Alsehli Mosa, Sheikh Ali Adeeb Al, Nafie Mohamed S, Bardaweel Sanaa, Aljuhani Ateyatallah, Darwish Khaled M, Alraqa Shaya Yahya, Rezki Nadjet, Aouad Mohamed Reda
Department of Chemistry, Faculty of Science, Taibah University, Al-Madinah Al-Munawarah 30002 Saudi Arabia.
Chemistry Department, Kuwait University, Sabah Al Salem University City, Kuwait.
Bioorg Chem. 2025 Feb;155:108131. doi: 10.1016/j.bioorg.2025.108131. Epub 2025 Jan 7.
The discovery of novel anti-cancer drugs motivated us to synthesize a new series of triple 1,2,3-triazole-based arm scaffolds featuring distinct un functionalized alkyl and/or aryl side chains with possible anti-cancer action using the click chemistry approach under both conventional and green microwave irradiation (MWI) methods. The Cu(I) catalyzed cycloaddition reaction of targeted tris-alkyne with un functionalized aliphatic and aromatic azides has been adopted as an efficient approach for synthesizing the desired click adducts. Microwave irradiation improved the synthetic processes, resulting in higher yields and faster reaction times. Spectroscopic techniques (FT-IR, H, C NMR andCHN analysis) were used for the elucidation of the resulting click structures. The newly synthesized tris-1,2,3-triazoles exhibited promising cytotoxicity, particularly compounds 26 and 28, with IC values of 22.18 µM and 20.3 µM against A549 and CaCo-2 cells, respectively. While they had IC values of 23.06 µM and 21.91 µM against T-47D and CaCo-2 cells, respectively. Both compounds exhibited promising anti-proliferative activity through the wound healing assay. Additionally, both compounds induced total apoptotic cell death by 68.3 % and 58.5 %, respectively, compared to untreated cells (7.7 %). Furthermore, they induced necrotic cell death by 1.4 % and 10.5 %, respectively, compared to 0.1 % in the untreated cells. For the molecular target, compounds 26 and 28 exhibited potent VEGFR2 inhibition with IC values of 35.5 nM and 27.8 nM, respectively, and this was highlighted through the molecular docking findings. Tris-1,2,3-triazoles (26 and 28) exhibited promising cytotoxicity and anti-proliferative against T-47D breast cancer cells through apoptosis and VEGFR2 inhibition using both enzyme kit and western blotting protein expression assays. Molecular docking study highlighted the binding affinity of tested compounds towards the VEGFR2 protein. Accordingly, tris-1,2,3-triazoles (26 and 28) can be further developed as more potent anti-cancer agents.

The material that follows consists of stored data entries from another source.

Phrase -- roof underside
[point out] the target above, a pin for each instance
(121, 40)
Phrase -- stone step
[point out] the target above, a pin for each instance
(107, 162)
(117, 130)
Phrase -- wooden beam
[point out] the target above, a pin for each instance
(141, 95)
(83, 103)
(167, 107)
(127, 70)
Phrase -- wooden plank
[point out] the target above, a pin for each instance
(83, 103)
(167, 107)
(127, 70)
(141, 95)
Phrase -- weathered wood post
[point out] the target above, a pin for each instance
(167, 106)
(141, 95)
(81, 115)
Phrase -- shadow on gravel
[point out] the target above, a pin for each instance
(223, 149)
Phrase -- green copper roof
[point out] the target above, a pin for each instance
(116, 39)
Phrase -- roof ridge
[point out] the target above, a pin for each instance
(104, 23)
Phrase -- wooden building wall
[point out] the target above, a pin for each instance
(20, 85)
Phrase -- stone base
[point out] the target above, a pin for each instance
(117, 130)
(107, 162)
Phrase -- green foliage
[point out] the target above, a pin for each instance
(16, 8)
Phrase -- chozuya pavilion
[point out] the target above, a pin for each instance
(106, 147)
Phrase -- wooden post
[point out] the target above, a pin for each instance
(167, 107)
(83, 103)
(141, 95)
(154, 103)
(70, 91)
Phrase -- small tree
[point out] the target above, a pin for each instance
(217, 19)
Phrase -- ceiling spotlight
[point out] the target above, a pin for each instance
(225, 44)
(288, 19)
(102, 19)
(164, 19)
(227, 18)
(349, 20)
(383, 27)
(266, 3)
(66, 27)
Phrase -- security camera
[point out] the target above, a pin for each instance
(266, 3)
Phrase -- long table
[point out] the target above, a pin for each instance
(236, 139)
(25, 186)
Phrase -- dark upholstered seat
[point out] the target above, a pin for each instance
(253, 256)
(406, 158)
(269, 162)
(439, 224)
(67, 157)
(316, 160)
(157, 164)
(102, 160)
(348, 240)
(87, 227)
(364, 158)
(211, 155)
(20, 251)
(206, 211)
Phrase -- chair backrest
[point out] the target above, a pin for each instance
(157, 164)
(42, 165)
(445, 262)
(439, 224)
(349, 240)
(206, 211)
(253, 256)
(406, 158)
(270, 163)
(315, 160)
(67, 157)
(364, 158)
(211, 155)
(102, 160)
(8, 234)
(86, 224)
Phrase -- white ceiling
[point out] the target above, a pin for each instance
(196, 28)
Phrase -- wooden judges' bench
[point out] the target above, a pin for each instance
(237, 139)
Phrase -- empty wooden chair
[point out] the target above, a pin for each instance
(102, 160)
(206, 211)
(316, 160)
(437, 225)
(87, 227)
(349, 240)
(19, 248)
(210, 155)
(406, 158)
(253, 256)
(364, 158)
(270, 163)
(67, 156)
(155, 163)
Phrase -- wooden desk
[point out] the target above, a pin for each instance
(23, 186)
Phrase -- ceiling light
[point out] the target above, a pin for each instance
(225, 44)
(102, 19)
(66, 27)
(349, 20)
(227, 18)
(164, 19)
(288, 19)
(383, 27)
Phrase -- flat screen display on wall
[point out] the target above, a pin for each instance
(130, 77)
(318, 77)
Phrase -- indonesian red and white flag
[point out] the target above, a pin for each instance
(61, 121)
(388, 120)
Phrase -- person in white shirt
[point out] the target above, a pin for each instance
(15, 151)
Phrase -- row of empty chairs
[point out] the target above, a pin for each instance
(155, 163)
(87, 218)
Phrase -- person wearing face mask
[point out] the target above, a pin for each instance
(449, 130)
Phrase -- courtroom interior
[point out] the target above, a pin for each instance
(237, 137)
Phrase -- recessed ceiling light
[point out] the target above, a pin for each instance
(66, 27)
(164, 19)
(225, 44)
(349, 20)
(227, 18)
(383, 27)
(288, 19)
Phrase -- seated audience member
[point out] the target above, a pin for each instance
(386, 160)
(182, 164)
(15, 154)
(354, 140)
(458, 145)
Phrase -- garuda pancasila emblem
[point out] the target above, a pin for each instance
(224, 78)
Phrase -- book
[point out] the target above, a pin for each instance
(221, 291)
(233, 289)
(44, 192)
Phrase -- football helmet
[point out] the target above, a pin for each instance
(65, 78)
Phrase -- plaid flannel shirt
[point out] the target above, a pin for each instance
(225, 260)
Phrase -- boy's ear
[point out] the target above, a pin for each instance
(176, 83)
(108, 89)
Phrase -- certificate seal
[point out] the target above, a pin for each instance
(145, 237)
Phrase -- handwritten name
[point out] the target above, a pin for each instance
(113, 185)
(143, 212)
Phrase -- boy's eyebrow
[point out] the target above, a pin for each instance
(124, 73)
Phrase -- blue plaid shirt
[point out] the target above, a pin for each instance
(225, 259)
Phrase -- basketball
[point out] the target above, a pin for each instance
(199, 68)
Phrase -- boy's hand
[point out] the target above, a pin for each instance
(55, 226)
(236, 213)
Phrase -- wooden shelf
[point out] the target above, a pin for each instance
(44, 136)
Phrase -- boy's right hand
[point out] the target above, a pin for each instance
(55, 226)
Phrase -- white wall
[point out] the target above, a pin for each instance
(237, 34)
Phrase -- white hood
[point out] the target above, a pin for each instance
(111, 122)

新型抗癌药物的发现促使我们使用点击化学方法,在传统和绿色微波辐射(MWI)方法下,合成一系列新的基于1,2,3-三唑的三联臂支架,其具有不同的未官能化烷基和/或芳基侧链,可能具有抗癌作用。已采用铜(I)催化的靶向三炔与未官能化脂肪族和芳香族叠氮化物的环加成反应作为合成所需点击加合物的有效方法。微波辐射改善了合成过程,提高了产率并缩短了反应时间。光谱技术(傅里叶变换红外光谱、氢谱、碳谱和元素分析)用于阐明所得点击结构。新合成的三-1,2,3-三唑表现出有前景的细胞毒性,特别是化合物26和28,对A549和CaCo-2细胞的IC值分别为22.18 μM和20.3 μM。而它们对T-47D和CaCo-2细胞的IC值分别为23.06 μM和21.91 μM。通过伤口愈合试验,这两种化合物均表现出有前景的抗增殖活性。此外,与未处理的细胞(7.7%)相比,这两种化合物分别诱导68.3%和58.5%的细胞发生完全凋亡性死亡。此外,与未处理细胞中的0.1%相比,它们分别诱导1.4%和10.5%的细胞发生坏死性死亡。对于分子靶点,化合物26和28表现出对血管内皮生长因子受体2(VEGFR2)的强效抑制作用,IC值分别为35.5 nM和27.8 nM,这在分子对接研究结果中得到了突出体现。三-1,2,3-三唑(26和28)通过使用酶试剂盒和蛋白质免疫印迹法检测蛋白表达,表现出通过诱导凋亡和抑制VEGFR2对T-47D乳腺癌细胞有前景的细胞毒性和抗增殖作用。分子对接研究突出了测试化合物与VEGFR2蛋白的结合亲和力。因此,三-1,2,3-三唑(26和28)可进一步开发为更有效的抗癌药物。